Sustainability will also progress from intent to execution, with technology playing a central role in optimising resources, reducing emissions and improving accountability. Overall, 2026 will mark the year when enterprises stop experimenting with emerging technologies and start measuring them purely on business outcomes, resilience and long-term value creation. All initiatives outlined above will also be executed in accordance with environmental sustainability principles.

Dr Sushil K. Meher

By 2026, advanced technologies, such as AI, internet of medical things (IoMT), 3D printing, immersive technologies, blockchain, quantum computing and robotics will transform healthcare to a large extent. These innovations will enhance patient care, accuracy and improve operational efficiency. AI will drive faster diagnostics, IoMT will enable remote monitoring and 3D printing will assist in personalised treatments, contributing to more precise and connected healthcare. Further, AI can contribute to significant cost reductions, deliver meaningful social impact and improve productivity in healthcare. It can diagnose quickly and accurately, prepare the discharge summary in two minutes, personalise treatments, optimise resource allocation and improve diagnostic accuracy. This will ultimately lead to more efficient and effective healthcare delivery and minimise medical errors. It will automate repetitive and time-consuming business processes such as appointment scheduling, data entry, inventory management, insurance claims processing and staff scheduling.
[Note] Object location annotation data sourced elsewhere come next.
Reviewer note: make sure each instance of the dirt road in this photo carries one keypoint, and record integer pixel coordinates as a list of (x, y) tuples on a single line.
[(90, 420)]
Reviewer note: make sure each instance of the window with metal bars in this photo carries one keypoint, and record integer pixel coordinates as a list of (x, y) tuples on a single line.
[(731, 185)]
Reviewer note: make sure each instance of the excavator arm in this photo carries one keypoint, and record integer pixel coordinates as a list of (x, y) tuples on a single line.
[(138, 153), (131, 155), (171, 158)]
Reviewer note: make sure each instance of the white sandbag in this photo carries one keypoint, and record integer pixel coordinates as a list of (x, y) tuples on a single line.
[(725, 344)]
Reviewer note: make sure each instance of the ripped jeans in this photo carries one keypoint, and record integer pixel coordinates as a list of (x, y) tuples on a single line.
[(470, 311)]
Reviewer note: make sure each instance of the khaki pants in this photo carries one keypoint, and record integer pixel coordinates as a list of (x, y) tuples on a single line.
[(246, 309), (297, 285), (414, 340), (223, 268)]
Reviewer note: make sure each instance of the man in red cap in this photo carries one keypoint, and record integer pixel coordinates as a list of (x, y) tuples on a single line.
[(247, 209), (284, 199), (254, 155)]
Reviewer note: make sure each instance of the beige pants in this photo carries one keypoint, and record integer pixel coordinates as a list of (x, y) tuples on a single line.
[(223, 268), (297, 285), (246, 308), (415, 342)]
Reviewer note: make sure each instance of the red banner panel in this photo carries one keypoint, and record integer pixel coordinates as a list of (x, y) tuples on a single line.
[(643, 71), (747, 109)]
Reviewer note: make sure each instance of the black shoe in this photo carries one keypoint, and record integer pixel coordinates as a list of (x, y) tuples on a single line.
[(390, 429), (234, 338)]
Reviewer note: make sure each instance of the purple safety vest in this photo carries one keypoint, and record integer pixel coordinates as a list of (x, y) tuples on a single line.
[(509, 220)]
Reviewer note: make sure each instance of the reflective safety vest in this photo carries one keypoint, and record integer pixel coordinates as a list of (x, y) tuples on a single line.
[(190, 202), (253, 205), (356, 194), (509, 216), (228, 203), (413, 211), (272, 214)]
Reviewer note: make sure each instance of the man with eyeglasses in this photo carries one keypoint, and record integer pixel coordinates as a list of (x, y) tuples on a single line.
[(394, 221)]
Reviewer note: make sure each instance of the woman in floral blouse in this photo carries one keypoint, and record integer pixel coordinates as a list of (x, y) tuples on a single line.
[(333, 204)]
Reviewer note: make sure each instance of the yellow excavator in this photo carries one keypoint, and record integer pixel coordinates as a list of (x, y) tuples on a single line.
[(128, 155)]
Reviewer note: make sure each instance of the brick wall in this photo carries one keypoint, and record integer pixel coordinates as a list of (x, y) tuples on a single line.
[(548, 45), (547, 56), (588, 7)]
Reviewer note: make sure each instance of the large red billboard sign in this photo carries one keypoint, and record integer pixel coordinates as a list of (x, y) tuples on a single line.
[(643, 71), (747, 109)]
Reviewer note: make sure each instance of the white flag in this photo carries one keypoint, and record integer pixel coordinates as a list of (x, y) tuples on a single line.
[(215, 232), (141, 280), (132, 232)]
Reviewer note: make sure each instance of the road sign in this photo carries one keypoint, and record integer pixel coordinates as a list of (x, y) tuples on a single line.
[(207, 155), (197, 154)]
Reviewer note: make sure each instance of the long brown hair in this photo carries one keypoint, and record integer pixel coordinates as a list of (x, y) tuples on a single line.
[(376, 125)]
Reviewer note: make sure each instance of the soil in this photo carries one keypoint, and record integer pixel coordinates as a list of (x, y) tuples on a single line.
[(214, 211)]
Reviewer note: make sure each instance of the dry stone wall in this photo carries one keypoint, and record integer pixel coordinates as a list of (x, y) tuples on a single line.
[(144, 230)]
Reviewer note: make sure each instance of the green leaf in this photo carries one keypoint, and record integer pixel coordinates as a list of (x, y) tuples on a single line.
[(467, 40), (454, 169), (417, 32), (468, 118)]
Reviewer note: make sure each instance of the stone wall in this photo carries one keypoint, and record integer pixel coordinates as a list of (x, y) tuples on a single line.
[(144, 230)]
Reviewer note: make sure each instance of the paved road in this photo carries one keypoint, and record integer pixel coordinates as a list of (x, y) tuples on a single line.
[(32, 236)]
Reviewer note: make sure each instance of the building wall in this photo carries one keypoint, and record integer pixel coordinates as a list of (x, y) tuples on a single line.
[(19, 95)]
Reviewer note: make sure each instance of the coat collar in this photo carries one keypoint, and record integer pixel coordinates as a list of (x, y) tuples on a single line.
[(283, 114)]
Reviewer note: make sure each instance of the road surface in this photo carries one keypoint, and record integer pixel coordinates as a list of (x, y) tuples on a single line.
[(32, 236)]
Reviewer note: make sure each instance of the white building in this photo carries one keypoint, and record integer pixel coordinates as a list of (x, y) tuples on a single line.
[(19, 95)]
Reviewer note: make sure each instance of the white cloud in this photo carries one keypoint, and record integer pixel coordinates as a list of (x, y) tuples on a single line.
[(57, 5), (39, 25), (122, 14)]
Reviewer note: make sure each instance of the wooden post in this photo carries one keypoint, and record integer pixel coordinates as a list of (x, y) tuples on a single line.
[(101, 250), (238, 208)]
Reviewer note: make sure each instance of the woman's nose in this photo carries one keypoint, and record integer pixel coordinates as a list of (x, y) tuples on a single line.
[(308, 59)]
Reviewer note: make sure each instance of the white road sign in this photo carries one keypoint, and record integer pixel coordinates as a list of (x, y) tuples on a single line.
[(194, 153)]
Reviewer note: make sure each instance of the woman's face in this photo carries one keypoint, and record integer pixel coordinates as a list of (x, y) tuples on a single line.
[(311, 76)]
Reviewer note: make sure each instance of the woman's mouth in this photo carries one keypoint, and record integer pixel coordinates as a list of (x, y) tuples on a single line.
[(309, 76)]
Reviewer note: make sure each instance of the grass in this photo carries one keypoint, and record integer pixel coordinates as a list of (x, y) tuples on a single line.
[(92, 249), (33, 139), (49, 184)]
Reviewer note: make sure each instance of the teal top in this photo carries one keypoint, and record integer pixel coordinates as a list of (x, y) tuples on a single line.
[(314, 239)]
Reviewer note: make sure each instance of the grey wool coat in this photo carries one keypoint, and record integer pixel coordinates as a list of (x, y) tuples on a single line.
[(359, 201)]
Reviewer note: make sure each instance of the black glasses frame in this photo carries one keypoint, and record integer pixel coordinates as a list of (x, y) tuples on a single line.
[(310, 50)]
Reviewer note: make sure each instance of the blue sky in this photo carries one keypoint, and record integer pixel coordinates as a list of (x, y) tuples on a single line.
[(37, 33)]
To stay competitive, healthcare organisations are embracing low-code, no-code platforms and citizen development healthcare programmes. These tools can empower non-IT professionals to build custom applications, addressing IT backlogs and allowing faster responses to evolving patient needs. By investing in these platforms, providers can accelerate digital transformation, deliver superior care and improve operational efficiency.

Dr Abhinanda Sarkar

Given the pace of change and the disruptive nature of current innovation, it will not be surprising if 2026 throws up entirely unexpected breakthroughs. Some expectations are as follows:

  • New regulations and standards for AI will be legislated and ratified in many countries worldwide. Most of these are already underway, like the EU AI Act and the DPDP Act in India, but progress has been slower than the advancement of the technology.
  • Cryptocurrencies and stablecoins will continue their resurgence, driven by supportive policies. This will power research and development in cryptography, which, in turn, can revive interest in blockchain, NFTs and digital assets.
  • Warfare will be even more automated, with drones and other robotic devices replacing soldiers and manned planes and ships. Ongoing conflicts will continue to provide fertile training grounds for such expendable autonomous devices.
  • Semiconductor manufacturing capability will continue to determine the technology, transportation and defence leadership of countries. Chip fabrication facilities will determine AI and data storage localisation to an increasing degree.
  • A “NewSpace” economy will emerge, driven by private enterprises and not just governments. Logistics and communications industries will benefit from satellite deployments. Space junk will steadily increase.

However, as technologies evolve and emerge, dangers will continue to lurk. Cybersecurity will continue to struggle to keep up with hackers, fraudulent telecallers will keep innovating to exploit the unsuspecting, deepfakes will continue to threaten privacy and human dignity, and agencies will start using facial and other invasive recognition techniques. Enterprises, governments and individuals must all play a role in making and keeping technology safe and useful to all.